Prime Minister Antonis Samaras says Greece is back
Prime Minister Antonis Samaras says Greece is back

Fresh on the heels of Greece floating a sovereign bond for the first time since the economic crisis began four years ago, Prime Minister Antonis Samaras had to reject talk that a third bailout will be needed.
Samaras said the sale of a 3 billion euro five-year bond, which came as Greece tested the waters for a full market return once two international rescue packages run out, was proof the economy would begin to recover on its own.
That came after Eurozone finance chief Jeroen Dijsselbloem said talk of Greece’s recovery is premature.
“I’m quite convinced we’ll have to look at it very carefully after the summer to see what the future is and whether that needs another program,” Dijsselbloem said in an interview in Washington.
Bailout overseers say they don’t believe Greece is ready to go it alone. “They don’t have full access to markets as yet,” Dijsselbloem said, according to Bloomberg financial news service.
Most of the 240 billion euros ($331 billion) in the bailouts from the Troika (European Union/International Monetary Fund/European Central Bank) runs out this year and the IMF said Greece may need additional help until 2016, when the next national elections are scheduled.
In an article Sunday’s Greek daily Kathimerini, Samaras declared: “The country’s return to the markets rebuffs [speculation] about a third memorandum,” a prospect that German Chancellor Angela Merkel was careful to leave open on her whirlwind visit to Athens on April 11.

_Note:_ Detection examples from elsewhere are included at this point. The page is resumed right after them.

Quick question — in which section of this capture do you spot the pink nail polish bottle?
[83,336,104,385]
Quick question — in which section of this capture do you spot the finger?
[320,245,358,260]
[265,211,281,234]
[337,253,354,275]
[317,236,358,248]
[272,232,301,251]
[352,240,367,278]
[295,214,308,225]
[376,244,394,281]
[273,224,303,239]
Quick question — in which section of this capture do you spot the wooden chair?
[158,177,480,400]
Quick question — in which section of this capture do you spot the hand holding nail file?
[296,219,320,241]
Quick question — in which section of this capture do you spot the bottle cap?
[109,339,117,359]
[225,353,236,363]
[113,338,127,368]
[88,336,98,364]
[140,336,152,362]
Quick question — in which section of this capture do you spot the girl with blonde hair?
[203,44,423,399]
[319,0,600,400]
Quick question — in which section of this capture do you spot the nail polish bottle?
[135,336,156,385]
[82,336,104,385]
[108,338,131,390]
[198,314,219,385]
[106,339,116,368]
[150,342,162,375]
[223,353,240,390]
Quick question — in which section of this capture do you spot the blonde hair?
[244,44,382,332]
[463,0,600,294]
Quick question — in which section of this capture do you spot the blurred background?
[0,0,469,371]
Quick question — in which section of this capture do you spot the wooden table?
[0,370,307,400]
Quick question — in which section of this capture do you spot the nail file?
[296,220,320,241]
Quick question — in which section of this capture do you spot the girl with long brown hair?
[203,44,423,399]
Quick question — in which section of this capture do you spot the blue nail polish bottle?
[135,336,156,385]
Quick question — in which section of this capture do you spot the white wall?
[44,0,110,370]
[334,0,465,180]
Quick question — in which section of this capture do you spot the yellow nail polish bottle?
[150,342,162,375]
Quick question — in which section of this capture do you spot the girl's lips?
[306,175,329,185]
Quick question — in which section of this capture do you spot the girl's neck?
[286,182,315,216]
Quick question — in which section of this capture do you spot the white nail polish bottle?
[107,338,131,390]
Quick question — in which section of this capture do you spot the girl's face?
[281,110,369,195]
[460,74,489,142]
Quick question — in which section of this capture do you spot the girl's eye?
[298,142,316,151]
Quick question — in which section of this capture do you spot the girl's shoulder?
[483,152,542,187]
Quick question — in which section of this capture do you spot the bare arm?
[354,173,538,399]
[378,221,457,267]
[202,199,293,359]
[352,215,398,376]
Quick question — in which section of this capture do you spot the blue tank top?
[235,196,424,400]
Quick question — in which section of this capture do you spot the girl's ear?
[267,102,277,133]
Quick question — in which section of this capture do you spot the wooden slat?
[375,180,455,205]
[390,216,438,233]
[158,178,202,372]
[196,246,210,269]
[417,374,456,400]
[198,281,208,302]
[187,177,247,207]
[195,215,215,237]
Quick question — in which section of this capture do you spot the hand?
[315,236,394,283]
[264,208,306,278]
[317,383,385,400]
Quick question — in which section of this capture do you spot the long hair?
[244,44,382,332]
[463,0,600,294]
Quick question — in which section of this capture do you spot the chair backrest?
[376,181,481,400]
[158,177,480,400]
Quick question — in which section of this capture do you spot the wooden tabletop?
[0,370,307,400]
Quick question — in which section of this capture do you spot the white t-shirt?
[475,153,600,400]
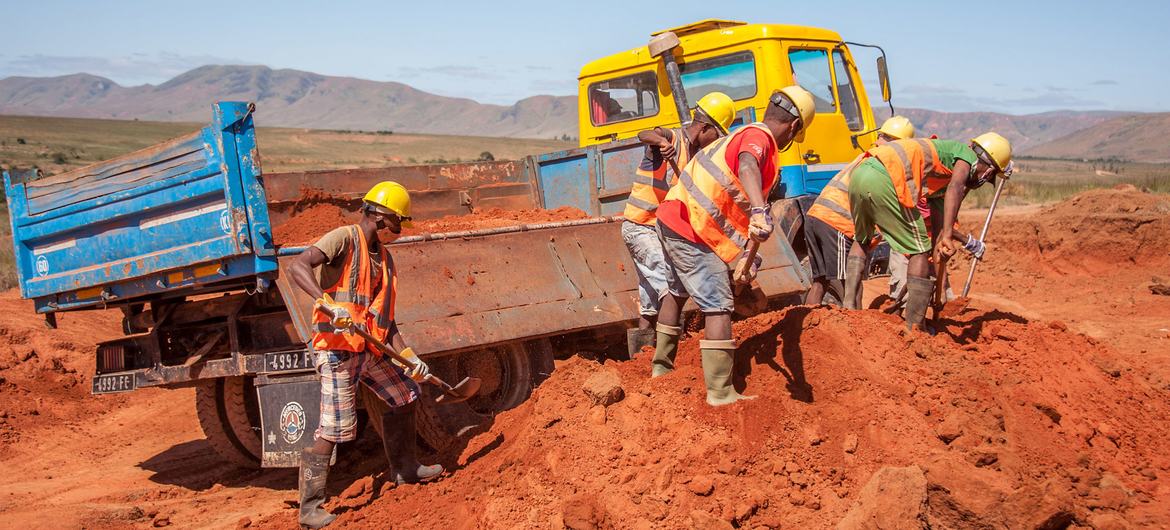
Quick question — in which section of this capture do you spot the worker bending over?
[804,116,914,309]
[621,92,735,358]
[845,132,1012,329]
[652,87,815,406]
[289,181,442,528]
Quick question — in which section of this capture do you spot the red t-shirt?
[658,128,778,243]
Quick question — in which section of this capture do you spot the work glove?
[317,295,353,332]
[658,139,677,159]
[748,206,772,242]
[394,346,431,383]
[731,254,764,285]
[963,234,987,260]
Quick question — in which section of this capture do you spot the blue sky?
[0,0,1170,113]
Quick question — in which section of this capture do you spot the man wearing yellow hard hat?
[652,85,817,406]
[846,132,1012,329]
[621,92,735,358]
[289,181,442,528]
[804,116,914,309]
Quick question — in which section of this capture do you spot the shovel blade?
[435,377,483,404]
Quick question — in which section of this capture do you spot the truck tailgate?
[5,103,276,312]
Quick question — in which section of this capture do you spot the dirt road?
[0,192,1170,528]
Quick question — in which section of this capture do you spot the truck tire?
[195,377,262,469]
[419,339,552,453]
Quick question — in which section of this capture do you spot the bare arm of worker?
[638,128,675,158]
[936,160,971,257]
[739,151,766,206]
[387,321,406,353]
[289,247,328,300]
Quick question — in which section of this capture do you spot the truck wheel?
[195,377,262,469]
[419,339,552,453]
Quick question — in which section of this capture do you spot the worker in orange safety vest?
[652,85,815,406]
[289,181,442,529]
[621,92,735,358]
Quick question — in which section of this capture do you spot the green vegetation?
[963,157,1170,208]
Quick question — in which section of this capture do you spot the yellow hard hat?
[878,116,914,140]
[695,92,735,135]
[771,84,817,142]
[362,180,412,228]
[971,132,1012,171]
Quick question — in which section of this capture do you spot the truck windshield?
[589,71,659,125]
[679,51,756,102]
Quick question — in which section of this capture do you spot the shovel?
[318,294,482,404]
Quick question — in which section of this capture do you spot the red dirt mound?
[264,307,1170,529]
[0,290,121,447]
[989,190,1170,274]
[274,202,589,245]
[404,206,589,235]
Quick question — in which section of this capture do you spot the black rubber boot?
[841,256,866,309]
[651,322,682,378]
[902,276,935,330]
[297,450,337,529]
[626,328,655,359]
[381,400,442,486]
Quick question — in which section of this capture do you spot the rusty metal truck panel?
[277,218,808,355]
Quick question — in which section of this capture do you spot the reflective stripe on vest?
[312,225,398,352]
[867,139,951,208]
[808,154,865,239]
[621,129,690,225]
[666,123,779,263]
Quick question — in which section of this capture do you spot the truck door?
[785,42,866,197]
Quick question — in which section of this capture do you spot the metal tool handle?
[963,178,1007,296]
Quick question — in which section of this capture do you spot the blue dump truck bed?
[5,102,276,312]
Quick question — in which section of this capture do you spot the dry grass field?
[0,116,576,173]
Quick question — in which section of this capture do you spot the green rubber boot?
[902,276,935,330]
[698,339,756,407]
[626,328,658,359]
[651,322,682,378]
[841,256,866,309]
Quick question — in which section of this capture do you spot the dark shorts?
[804,215,853,280]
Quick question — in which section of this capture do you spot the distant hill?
[874,108,1128,153]
[0,66,577,138]
[0,66,1170,161]
[1027,112,1170,164]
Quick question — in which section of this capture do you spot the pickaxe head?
[646,32,679,57]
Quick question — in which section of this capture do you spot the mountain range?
[0,66,1170,161]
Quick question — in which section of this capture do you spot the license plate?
[264,351,312,372]
[94,373,137,394]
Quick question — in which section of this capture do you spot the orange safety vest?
[866,139,951,208]
[665,123,780,263]
[808,153,865,239]
[621,129,690,225]
[312,225,398,352]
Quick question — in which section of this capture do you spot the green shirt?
[927,140,978,198]
[930,140,978,171]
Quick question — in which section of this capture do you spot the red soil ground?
[273,193,589,245]
[0,191,1170,529]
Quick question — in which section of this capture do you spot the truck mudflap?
[277,210,808,355]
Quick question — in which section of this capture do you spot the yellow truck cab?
[529,20,889,251]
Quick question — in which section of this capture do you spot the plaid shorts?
[315,350,421,443]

“Two years ago, when I was speaking about prospects and hope, the signs were not good. Few believed that we could make it,” Samaras wrote.
“Now, everyone can see it: Greece is succeeding, step by step.” He said his priorities now were growth-boosting measures and “relief for those who have been hardest hit” by austerity measures he imposed on Troika orders.
He provided neither details nor any programs to help workers, pensioners and the poor who’ve been buried under pay cuts, tax hikes, slashed pensions and civil servant firings.
The austerity measures have created deep poverty and record unemployment, worst for those under 25, but Samaras, who last year said he would put 75,000 young to work in January, hasn’t said a word on this since.
Samaras, whose conservative New Democracy party is facing a serious challenge in key elections for the European Parliament and Greek municipalities next month, attacked his critics.
He took shots at the main opposition Coalition of the Radical Left (SYRIZA) and at the neo-nazi Golden Dawn party, most of whose main players are on remand, pending trial on charges of running a criminal organization.
He said democracy had been challenged by “an irresponsible opposition which tried to rally the people against the country staying in the Eurozone” and by a “criminal organization” which used its MPs’ parliamentary immunity to launch “an unprecedented wave of violence.”
He didn’t answer why, as critics had said, he waited so long to go after Golden Dawn, whose members had been accused of orchestrating violence against immigrants, a charge the fascist party denied.
Others have said that the bond was floated as a political ploy, timed to benefit Samaras and New Democracy at the elections. Finance Minister Yannis Stournaras, however, said only two days prior to the bond sale that the issue was still being weighed, but Kathimerini quoted unidentified sources who claimed it had been decided on March 24 after months of secret talks at Samaras’ home.